Korkusuz
Argun Darıcı

Üretme hakemlik

Çiftlik balıkları vardır, özel yemlerle beslenir, gelişir ama balık tadını alamazsınız, etlerinin rengi bile farklıdır. İşte hakemlerimizin büyük bir bölümü bu üretme balıklar gibi özellikle uğraşılıp hakem yapılmak istenen gençlerdir. Yani üretme hakemlerdir. Çoğu belki biraz mahalle arasında top oynamış, bazıları ise hiç futbol topu ile ilgilenmemiş. Top oynamışların hakem olmak akıllarına gelmez, gelse de yaş sınırı olduğundan futbolu bıraktıklarında yaşları geçmiş olur. Uzun süre futbol oynamış, sonrasında hakem olmuş ve başarmış çok az kişi var.

Hiç muslukçu, tornacı, marangoz veya elektrikçi olan hakem duydunuz mu? Gidin bakın amatör kümede, 2. ve 3. liglerde oynayan futbolcuların içinde bu gibi meslekleri yapanlar vardır. Bu gençler çoğunlukla ya futbol oynadıkları için ya da ailenin ekonomik durumu nedeniyle farklı mesleklerde çalışır, üniversite okuyamaz! Hakem nasıl olunur bilmezler, hakemliğe özendirilmedikleri için de merakları uyanmaz bu işe. TFF’nin sitesine girip hakem kurslarını takip etmek akıllarına gelmez. Hakem olma koşullarında üniversite mezunu şartı
aranmaz ama hakemi yükseltirken üniversite mezunlarına daha çok şans verilir. Zaten hakemlik kurslarıyla ilgili bilgilendirmeler üniversite duvarlarını süsler. Oradaki gençler harçlık kazanmak, az bir kısmı da gerçekten hakem olmayı denemek için bu işe girer. Bunların çoğu futboldan bi haberdir, belki bir kısmı sadece seyircidir. Hele doktor, mühendis, akademisyenseniz,
bir de yabancı dil biliyorsanız sahada hakkını veremeseniz de yükseltilirsiniz, ama marangoz, tornacı iseniz yerinizde sayarsınız, futbolu bilseniz, iyi hakemlik yapsanız bile.

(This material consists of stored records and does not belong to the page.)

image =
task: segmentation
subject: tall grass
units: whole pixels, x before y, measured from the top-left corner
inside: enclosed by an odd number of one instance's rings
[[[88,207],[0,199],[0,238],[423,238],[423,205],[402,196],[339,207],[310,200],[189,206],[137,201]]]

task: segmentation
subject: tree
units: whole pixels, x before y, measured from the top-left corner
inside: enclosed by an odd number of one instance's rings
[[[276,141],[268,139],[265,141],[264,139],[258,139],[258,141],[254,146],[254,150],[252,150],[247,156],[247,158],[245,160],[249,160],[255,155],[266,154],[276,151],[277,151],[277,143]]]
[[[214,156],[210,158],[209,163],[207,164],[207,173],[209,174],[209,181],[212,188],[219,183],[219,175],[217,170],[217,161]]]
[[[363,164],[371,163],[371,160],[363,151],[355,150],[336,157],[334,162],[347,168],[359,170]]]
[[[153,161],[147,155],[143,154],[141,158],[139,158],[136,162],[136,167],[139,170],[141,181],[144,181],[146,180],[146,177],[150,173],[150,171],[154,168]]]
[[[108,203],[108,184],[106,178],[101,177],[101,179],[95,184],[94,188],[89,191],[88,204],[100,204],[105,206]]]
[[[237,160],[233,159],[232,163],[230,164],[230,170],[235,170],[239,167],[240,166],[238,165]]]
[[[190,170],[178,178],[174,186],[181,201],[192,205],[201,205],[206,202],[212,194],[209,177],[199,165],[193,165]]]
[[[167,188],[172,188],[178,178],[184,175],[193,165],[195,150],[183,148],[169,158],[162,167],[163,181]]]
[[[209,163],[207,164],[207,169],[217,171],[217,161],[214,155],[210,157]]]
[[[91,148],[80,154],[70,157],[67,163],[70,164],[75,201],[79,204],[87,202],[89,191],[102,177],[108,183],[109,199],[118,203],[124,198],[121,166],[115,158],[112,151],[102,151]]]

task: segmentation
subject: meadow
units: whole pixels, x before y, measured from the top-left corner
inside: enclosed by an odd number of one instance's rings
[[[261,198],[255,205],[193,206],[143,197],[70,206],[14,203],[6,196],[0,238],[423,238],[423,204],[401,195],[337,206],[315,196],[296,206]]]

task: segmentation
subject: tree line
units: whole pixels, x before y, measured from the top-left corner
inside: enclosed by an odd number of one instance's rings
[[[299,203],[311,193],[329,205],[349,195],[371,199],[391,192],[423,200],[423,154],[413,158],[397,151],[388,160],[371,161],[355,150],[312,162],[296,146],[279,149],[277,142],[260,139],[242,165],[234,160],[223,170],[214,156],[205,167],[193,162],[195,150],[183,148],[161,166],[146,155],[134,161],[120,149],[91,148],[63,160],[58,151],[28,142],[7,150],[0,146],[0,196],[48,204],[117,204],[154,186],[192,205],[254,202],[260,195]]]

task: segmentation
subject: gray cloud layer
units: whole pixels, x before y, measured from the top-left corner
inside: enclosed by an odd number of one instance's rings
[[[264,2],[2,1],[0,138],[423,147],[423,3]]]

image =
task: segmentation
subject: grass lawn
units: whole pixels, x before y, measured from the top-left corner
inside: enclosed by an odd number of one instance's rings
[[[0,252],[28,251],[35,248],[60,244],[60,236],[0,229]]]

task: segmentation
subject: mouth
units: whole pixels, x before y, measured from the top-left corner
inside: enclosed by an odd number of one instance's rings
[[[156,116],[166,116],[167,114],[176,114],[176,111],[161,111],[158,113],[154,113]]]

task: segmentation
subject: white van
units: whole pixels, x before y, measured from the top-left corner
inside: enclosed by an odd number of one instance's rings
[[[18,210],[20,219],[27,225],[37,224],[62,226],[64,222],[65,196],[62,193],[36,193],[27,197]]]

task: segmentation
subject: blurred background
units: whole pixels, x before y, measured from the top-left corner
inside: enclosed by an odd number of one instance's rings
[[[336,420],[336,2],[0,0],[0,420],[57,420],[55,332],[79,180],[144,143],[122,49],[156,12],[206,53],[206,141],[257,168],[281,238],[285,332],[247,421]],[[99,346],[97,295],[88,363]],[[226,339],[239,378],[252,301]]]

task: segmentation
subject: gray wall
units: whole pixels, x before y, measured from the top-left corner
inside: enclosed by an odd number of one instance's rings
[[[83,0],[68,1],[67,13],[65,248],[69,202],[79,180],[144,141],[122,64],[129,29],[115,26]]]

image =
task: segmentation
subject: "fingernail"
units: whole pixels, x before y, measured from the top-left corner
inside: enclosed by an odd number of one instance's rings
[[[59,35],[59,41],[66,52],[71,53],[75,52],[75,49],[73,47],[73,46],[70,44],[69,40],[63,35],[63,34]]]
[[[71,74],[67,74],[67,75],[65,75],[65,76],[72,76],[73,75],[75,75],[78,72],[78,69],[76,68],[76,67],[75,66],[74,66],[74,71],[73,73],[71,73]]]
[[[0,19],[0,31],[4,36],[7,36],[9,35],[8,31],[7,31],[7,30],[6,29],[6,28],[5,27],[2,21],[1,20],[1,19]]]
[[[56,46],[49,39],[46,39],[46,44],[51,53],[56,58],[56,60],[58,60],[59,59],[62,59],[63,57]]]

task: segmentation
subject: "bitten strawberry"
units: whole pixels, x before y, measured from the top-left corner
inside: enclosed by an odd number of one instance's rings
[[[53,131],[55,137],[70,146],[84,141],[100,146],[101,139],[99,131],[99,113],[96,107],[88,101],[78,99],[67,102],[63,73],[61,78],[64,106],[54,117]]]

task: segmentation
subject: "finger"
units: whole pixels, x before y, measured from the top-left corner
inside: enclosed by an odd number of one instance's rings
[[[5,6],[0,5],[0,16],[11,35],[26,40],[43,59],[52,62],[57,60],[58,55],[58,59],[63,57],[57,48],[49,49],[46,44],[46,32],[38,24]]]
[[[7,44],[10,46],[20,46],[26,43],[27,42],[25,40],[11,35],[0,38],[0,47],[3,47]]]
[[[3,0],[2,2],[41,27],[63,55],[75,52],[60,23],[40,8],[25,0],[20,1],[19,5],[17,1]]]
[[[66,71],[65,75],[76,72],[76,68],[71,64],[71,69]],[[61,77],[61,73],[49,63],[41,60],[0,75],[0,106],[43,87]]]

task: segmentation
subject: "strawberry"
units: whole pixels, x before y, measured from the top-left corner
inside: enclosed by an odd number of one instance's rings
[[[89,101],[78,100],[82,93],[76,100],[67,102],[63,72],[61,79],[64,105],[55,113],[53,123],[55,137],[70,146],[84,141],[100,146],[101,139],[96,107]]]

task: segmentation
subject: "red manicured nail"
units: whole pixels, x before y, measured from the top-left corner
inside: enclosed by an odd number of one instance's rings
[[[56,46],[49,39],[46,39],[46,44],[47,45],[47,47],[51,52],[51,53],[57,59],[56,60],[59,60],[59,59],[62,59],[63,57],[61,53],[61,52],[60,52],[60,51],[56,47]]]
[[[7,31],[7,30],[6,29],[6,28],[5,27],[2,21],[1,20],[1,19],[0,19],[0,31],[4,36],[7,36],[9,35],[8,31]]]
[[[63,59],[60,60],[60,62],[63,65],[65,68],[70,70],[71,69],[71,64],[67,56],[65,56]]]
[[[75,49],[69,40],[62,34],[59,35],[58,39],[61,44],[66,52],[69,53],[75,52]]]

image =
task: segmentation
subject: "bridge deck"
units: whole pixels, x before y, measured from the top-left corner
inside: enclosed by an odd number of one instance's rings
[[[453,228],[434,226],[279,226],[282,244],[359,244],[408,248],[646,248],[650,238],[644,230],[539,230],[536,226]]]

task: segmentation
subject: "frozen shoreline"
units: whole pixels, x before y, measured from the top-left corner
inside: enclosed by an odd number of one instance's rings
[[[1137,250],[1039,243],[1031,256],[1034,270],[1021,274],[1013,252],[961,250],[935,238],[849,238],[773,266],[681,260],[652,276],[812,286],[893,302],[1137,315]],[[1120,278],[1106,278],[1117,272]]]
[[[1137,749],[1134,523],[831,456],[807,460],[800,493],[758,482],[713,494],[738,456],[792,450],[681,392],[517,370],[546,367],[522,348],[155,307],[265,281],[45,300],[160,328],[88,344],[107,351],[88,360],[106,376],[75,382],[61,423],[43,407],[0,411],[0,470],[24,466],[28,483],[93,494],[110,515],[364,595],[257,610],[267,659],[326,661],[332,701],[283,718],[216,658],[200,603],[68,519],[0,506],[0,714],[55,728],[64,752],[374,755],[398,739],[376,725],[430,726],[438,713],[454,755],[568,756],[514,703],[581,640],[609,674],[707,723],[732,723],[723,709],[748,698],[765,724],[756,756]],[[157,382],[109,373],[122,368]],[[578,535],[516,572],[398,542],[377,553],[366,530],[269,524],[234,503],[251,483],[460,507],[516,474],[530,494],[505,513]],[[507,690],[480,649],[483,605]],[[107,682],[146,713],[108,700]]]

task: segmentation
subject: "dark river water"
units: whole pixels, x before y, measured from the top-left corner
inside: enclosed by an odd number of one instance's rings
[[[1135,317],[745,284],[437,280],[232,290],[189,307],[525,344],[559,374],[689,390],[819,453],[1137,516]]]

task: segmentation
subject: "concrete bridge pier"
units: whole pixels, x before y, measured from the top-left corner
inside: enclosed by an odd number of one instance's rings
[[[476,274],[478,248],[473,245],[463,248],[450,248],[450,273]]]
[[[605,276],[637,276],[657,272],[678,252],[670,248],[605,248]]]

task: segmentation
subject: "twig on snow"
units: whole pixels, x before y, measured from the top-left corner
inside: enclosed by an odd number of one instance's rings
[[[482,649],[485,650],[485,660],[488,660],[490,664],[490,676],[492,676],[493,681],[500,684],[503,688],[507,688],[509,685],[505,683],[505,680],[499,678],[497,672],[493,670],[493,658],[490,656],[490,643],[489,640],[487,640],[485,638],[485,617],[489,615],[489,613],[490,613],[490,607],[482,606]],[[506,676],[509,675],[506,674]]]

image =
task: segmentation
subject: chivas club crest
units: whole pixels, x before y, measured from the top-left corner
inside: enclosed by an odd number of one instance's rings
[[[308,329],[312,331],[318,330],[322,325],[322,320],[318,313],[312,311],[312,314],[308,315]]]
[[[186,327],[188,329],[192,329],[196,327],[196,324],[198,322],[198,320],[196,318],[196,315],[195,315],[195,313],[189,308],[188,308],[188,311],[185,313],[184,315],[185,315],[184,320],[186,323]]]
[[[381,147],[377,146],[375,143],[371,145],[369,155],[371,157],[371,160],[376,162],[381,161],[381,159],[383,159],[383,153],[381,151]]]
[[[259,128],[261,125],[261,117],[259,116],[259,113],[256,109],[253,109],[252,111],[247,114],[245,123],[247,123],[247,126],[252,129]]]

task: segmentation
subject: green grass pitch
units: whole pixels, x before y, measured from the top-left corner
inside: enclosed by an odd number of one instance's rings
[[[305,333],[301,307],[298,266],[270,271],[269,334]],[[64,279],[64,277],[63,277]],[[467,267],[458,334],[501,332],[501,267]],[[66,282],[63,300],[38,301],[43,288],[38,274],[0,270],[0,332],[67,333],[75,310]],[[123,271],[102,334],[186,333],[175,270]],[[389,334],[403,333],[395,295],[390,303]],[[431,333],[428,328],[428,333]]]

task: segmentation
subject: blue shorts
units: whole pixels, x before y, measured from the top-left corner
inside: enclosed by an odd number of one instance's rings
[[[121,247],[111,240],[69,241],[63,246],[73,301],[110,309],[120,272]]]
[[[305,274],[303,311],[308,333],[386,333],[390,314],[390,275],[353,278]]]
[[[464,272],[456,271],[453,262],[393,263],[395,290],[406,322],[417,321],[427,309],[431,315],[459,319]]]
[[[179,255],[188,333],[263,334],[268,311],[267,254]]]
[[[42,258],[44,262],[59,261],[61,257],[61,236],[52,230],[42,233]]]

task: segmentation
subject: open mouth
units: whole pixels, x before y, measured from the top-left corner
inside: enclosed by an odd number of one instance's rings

Üniversiteli, yabancı dil bilenlerin önü açıktır. Dikkat ediniz, futbolu bilenlerden bahsetmiyorum. Yabancı dil bilenlerden hakem yapmak yerine hakemliği iyi yapanlara yabancı dil eğitimi verilse daha doğru olmaz mı? Bu gençler, hocalarını, ağabeylerini süsleme, özel şoförlüklerini yapma gibi kabiliyetlere sahipse, bir de boylu poslu, yakışıklıysa değmeyin gitsin. Yürür giderler. Sonra bu çocuklara takarlar kokartı, kokart gücüyle maç yönettirip hakemlik yaptırmaya çalışırlar. E tabii bu arada seyirciler kanser, takımlar tarumar olur.

İşte Türkiye’de tamamı olmasa da genelde maalesef böyle hakem olunuyor, hakemlikte yükseliniyor. Sonra bu gençlerden üst düzey hakemler üretilmeye çalışılıyor! Futbol bilgisi, pratik görüş kabiliyetleri yok ki bu çocukların. Üretmeyle ancak bu kadar oluyor. Bu durumda, bu çocukların yaptıkları hakemlik başarılıdır aslında. Haklarını yememek gerek.

Türkiye’deki, hakemlik, bir üretme hakemliği olduğu için hemen her maçta hatalar kaçınılmaz oluyor. Suç onlarda değil, bu düzeni kuran ve sürdürenlerde. Ben bildim bileli, yaklaşık 40 yıldır böyle geldi, böyle de gidiyor. Köklü değişikliklere ihtiyaç var aslında ama düzeltelim bu sistemi diyen yok.